Transient superinducibility of cytochrome P450c (CYP1A1) mRNA and transcription.

Simultaneous treatment of the rat hepatocyte-derived cell line LCS7 with cycloheximide and polycyclic aromatic compounds increased CYP1A1 (cytochrome P450c) gene transcription rate four- to sixfold and mRNA levels 20-fold relative to the levels in cells treated with inducers alone. When cycloheximide was added up to 1 hr after inducer, a similar degree of superinduction occurred. However, if cycloheximide was added at 1.5 hr or later, superinduction did not occur, even though an increased transcription rate continued at these times in cells treated with inducers alone. Thus, treatment with cycloheximide revealed two phases to the response of the CYP1A1 gene to inducer. During the early phase, inhibition of protein synthesis could amplify the effect of inducer. During the later phase, transcription rate and CYP1A1 mRNA levels remained elevated due to inducer treatment, but could not be further elevated by inhibiting protein synthesis.

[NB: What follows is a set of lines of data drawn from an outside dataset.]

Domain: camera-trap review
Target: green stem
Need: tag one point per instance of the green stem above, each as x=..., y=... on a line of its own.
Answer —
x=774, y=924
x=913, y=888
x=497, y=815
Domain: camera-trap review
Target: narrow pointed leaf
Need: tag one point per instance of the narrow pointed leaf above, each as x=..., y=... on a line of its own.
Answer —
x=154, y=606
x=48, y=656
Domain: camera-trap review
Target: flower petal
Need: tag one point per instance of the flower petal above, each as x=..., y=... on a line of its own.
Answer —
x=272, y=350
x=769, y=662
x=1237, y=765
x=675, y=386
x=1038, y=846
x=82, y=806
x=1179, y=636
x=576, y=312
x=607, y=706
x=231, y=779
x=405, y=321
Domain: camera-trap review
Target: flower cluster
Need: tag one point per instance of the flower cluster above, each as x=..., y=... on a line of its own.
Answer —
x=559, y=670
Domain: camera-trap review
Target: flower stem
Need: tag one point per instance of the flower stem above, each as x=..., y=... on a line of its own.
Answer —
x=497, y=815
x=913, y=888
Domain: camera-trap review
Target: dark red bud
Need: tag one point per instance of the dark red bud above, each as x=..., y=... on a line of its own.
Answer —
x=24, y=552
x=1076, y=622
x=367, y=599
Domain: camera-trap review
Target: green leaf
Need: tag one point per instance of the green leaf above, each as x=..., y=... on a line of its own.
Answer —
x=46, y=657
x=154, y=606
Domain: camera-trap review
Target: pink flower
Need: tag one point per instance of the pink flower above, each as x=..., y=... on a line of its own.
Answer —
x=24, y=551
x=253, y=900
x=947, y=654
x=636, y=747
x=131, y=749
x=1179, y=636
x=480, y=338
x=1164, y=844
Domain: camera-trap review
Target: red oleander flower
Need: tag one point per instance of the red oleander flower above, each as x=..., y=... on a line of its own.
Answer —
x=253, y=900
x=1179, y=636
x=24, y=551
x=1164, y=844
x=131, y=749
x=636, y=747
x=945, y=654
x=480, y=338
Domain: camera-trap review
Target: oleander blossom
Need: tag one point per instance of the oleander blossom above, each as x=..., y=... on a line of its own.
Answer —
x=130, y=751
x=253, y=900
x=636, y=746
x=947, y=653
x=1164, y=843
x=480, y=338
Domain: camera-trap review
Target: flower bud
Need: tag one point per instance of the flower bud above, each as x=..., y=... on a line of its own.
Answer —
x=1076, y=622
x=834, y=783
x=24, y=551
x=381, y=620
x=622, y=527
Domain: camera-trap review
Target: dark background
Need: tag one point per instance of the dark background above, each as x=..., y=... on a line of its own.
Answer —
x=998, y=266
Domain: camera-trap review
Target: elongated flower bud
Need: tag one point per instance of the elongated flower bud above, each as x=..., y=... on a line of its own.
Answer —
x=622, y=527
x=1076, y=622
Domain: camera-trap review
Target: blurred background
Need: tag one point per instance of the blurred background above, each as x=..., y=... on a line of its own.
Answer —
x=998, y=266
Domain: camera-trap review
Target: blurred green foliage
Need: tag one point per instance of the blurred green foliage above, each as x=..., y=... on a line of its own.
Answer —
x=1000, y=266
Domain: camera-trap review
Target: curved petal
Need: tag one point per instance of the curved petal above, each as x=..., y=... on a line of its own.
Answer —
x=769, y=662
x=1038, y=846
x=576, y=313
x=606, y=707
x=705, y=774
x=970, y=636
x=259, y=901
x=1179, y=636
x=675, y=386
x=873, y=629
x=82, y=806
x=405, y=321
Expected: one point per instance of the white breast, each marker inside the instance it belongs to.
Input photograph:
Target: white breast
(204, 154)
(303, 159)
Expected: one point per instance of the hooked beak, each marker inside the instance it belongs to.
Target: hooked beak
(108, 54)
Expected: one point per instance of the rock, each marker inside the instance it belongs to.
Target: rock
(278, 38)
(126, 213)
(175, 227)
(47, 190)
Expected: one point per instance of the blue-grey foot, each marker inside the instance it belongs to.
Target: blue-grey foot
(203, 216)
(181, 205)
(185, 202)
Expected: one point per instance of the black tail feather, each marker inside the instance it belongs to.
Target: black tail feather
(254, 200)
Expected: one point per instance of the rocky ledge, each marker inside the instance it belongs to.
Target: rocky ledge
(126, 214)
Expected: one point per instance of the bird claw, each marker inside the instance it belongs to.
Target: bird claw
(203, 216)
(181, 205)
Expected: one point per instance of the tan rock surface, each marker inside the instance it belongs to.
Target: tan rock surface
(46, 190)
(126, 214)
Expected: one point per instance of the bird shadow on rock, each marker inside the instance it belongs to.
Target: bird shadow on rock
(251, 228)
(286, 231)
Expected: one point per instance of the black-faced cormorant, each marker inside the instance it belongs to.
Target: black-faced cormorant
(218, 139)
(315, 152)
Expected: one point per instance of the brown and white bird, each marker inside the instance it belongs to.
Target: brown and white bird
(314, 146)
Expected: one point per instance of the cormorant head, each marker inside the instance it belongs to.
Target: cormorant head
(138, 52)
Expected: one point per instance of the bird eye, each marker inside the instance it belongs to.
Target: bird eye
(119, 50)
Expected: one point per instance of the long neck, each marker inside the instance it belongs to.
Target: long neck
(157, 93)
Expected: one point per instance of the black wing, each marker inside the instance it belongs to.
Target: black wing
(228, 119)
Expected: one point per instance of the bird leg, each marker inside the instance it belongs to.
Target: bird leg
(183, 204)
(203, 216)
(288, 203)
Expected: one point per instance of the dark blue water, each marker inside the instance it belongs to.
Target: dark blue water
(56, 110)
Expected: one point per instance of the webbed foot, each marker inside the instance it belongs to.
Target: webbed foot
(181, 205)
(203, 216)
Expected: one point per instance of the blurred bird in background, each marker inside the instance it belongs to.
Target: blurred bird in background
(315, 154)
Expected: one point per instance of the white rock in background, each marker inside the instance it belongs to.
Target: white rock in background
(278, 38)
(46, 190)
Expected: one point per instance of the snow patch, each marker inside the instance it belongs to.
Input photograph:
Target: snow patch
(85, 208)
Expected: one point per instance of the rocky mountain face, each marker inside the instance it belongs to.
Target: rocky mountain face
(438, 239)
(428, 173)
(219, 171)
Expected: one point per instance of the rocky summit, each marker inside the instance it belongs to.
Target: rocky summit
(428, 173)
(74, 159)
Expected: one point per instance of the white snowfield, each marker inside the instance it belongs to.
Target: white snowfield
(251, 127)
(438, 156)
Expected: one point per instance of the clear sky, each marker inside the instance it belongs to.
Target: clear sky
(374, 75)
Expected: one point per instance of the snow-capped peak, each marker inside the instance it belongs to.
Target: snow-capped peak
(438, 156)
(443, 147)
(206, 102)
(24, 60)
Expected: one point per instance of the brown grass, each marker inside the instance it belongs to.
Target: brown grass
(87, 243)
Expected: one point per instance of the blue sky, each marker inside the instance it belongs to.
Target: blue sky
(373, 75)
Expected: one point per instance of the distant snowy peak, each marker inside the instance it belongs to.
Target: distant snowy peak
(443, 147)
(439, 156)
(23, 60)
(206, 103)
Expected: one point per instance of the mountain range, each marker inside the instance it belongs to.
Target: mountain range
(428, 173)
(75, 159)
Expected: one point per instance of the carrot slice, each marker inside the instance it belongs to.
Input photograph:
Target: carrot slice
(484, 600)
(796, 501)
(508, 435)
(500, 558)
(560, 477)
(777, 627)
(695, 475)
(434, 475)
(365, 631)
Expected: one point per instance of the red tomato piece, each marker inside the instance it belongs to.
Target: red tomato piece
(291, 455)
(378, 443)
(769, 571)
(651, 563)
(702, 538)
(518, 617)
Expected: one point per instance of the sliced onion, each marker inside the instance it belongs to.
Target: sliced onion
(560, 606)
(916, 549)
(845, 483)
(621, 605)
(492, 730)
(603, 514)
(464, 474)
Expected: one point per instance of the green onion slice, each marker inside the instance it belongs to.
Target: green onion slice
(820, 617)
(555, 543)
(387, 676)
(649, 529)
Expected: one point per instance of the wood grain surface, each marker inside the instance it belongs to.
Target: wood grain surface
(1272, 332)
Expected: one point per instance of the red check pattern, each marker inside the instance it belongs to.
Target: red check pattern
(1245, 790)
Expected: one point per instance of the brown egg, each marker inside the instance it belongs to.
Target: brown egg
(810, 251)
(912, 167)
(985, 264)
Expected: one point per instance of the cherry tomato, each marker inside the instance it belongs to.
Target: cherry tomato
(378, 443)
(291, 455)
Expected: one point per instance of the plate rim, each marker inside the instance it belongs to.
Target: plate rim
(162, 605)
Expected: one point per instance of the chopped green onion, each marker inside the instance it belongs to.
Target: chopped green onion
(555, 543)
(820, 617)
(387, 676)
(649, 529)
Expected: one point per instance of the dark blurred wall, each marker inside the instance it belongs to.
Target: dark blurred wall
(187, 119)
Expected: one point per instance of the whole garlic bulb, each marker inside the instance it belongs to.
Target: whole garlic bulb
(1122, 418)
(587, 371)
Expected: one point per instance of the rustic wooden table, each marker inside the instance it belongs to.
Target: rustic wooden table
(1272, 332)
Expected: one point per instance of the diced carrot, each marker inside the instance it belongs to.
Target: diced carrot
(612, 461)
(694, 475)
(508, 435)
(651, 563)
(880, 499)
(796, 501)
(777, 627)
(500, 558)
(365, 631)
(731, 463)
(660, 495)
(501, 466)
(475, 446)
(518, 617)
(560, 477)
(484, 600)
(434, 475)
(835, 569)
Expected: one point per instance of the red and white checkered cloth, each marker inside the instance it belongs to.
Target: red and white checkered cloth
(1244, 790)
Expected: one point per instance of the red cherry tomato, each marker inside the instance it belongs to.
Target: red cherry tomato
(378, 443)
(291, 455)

The superinduction of CYP1A1 mRNA was also examined in primary hepatocyte cultures and in explant cultures of three tissues. These varied substantially in their superinduction response. All of these exhibited elevated levels of CYP1A1 mRNA following simultaneous treatment with inducer and cycloheximide; transcription rate was superinduced three- to fourfold in primary hepatocytes, and CYP1A1 mRNA levels were superinduced 20- to 25-fold in both kidney and lung explants. However, the delayed addition of cycloheximide had varying effects in different culture systems. In primary hepatocytes, addition of cycloheximide as long as 4 hr after addition of inducer resulted in superinduction equal to that which occurred when these agents were added together. In contrast, adding cycloheximide only 2.5 hr after adding inducer resulted in undetectable superinduction in kidney explants and diminished superinduction 70% in lung explants. Although the time course of cycloheximide responsiveness following inducer treatment has been studied in detail only in LCS7 cells, it appears that the length of the cycloheximide-responsive phase is different in different cell culture systems in in explants from different tissues. This may be related to the previously reported tissue-specific differences in CYP1A1 gene expression.